Thad — attorney, businessman, expert sailor, conservationist, intellectual seeker, landscape painter, storyteller par excellence — died peacefully July 11, 2020, in his native Houston following a protracted struggle with heart disease and Parkinson’s. 

After Hill School this sixth-generation Texan studied at the Woodrow Wilson School, ate at Cottage, and befitting his razor-sharp cleverness, chaired The Princeton Tiger. Then came law school at the University of Texas and a distinguished career in energy law at Baker Botts. 

For many years Thad worked for cleaner water in developing countries, enduring bouts of cholera, malaria, and dysentery in Puerto Rico, Russia, and China, managed a water company in Argentina, and supported expansion the International Center for Diarrheal Disease Control in Bangladesh. 

Empty hours during business travel led to voracious reading of classics.
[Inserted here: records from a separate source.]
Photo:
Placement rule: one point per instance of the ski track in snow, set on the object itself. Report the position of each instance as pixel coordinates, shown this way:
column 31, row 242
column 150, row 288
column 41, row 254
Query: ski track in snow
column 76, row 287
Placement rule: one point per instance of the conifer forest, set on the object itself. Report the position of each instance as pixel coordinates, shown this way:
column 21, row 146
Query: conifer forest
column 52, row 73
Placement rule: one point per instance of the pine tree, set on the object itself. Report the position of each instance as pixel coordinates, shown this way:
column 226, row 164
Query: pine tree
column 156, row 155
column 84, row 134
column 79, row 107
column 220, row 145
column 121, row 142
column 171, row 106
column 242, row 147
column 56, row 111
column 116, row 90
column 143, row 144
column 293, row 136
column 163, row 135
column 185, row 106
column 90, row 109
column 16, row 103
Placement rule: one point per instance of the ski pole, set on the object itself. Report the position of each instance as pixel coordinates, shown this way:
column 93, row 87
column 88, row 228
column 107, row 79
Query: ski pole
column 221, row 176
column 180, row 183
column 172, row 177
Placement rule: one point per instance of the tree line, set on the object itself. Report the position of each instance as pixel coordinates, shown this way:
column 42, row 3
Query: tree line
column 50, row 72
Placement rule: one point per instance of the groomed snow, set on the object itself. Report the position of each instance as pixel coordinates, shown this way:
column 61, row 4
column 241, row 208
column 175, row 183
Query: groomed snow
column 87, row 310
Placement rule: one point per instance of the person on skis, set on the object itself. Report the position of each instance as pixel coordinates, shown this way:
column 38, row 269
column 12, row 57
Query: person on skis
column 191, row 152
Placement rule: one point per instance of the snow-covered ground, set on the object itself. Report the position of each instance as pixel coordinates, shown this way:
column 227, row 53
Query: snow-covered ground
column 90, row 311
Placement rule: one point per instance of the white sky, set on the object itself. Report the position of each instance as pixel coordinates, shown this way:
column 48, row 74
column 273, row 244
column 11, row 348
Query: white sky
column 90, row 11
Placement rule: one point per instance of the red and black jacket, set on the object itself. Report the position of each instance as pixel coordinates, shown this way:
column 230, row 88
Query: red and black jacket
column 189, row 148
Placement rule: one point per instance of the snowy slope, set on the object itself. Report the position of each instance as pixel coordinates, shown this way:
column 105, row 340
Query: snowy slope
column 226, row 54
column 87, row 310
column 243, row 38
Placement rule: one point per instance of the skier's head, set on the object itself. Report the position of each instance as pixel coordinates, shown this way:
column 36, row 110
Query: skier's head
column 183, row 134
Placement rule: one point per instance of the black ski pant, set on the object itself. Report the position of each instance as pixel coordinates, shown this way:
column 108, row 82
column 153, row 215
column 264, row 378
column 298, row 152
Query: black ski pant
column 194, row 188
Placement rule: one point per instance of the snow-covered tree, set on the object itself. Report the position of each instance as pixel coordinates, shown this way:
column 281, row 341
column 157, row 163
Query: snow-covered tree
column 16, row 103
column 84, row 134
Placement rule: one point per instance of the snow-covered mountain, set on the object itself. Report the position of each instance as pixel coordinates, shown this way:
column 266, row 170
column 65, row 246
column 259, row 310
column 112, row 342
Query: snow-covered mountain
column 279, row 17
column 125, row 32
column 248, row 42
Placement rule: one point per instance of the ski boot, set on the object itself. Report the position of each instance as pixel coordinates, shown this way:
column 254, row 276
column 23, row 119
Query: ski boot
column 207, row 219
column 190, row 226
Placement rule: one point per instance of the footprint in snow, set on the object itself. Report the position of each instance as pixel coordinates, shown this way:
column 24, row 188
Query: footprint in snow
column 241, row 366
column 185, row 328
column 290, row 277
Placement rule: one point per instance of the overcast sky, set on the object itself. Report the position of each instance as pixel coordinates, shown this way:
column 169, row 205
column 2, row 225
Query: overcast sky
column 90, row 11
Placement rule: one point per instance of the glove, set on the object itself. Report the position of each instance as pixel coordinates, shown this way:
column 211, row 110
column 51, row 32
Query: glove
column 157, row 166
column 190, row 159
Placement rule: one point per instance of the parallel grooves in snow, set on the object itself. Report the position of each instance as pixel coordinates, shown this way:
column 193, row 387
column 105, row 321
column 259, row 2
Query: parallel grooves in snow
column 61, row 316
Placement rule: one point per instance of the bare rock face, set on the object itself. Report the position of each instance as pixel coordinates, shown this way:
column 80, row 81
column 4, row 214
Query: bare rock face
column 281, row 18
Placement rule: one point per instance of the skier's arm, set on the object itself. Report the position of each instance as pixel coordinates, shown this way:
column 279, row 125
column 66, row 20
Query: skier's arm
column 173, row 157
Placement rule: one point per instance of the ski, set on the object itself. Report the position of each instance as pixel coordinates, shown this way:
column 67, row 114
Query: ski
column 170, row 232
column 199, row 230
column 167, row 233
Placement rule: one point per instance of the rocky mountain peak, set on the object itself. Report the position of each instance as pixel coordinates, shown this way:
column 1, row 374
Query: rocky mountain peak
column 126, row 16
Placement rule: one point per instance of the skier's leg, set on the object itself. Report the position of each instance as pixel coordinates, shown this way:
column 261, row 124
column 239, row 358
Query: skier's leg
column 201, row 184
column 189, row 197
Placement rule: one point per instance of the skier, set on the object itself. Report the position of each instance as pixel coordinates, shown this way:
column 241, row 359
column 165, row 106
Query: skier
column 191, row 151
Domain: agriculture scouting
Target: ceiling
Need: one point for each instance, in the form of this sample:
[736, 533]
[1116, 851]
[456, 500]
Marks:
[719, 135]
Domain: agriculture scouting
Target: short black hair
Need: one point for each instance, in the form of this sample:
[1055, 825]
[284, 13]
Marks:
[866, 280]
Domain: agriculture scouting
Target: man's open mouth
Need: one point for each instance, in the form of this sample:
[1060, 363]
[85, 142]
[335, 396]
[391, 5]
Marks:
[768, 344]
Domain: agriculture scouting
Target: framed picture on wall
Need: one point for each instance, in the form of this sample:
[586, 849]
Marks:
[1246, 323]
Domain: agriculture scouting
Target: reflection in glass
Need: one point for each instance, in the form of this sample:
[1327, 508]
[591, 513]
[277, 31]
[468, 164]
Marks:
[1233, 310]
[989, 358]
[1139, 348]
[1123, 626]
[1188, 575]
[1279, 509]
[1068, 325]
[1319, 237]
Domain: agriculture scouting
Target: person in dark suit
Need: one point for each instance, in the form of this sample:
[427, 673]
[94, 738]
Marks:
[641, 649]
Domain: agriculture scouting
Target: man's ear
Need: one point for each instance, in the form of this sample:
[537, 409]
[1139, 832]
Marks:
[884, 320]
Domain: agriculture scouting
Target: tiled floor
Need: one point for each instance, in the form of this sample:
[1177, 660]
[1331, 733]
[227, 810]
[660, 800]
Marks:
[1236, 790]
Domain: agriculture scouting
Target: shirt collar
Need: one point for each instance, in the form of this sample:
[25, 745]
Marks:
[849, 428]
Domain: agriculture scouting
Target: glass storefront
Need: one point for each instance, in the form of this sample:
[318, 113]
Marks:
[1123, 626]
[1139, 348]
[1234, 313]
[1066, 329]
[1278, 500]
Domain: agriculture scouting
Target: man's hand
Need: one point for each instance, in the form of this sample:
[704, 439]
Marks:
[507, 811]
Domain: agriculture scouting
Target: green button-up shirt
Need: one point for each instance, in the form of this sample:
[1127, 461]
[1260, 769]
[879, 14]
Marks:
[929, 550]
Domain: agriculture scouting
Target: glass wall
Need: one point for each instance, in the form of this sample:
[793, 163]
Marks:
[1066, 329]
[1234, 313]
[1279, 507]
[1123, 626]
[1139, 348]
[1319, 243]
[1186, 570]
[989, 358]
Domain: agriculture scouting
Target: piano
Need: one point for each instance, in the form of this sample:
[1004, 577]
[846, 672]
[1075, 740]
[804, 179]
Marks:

While earning a master’s in comparative theology at Austin Presbyterian Theological Seminary, Thad deciphered sacred texts in Latin, Greek, and Hebrew. As a sailor he won the 1971 Soling world championship and loved teaching relatives at Galveston Bay and Boothbay Harbor, Maine. 

At the time of his death, Thad was survived by his wife, Rebecca (she died Oct. 5, 2020); daughter Genevieve Butcher ’89; son Curtis; six grandchildren; siblings Houghton ’68, Palmer, and Lucy Barrow; and Lenox McClendon Reed, his first wife and mother of his children.